Still not convinced "From Justin to Kelly" is an unsavory alternative to shitting shards of glass? Don't take my word for it...
The New York Times describes Kelly Clarkson as "pudding-faced" and says "there isn't a smidgen of romantic chemistry between the ersatz lovebirds," Justin and Kelly -- who he also refers to as "dutiful puppets". According to the critic, "the best that can be said of [Justin and Kelly] is that they don't embarrass themselves." Personally, I beg to differ.
Says the Washington Post: "[The movie] turns out to be industrial-strength insipidity diluted only marginally by bad music and worse dancing." (This time around, Kelly is described as "pudge-faced".) The critic must have really hated this movie, because he asks rhetorically: "Does anybody in the movie -- or the audience -- take this seriously?
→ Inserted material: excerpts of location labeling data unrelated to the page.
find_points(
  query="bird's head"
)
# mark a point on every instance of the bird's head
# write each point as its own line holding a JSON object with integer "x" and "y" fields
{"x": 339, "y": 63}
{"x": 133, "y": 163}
If so, get them professional help and make sure to lock up the guns, the alcohol and the car keys." Bravo!
"Relentlessly inoffensive, innocuous and vacuous," says the Los Angeles Times. Ouch. However, the critic does admit that "[Justin] Guarini's hair gives a fine performance."
And my favorite play-on-words? "From Justin to Kelly to video rental," courtesy Redlands Daily Facts.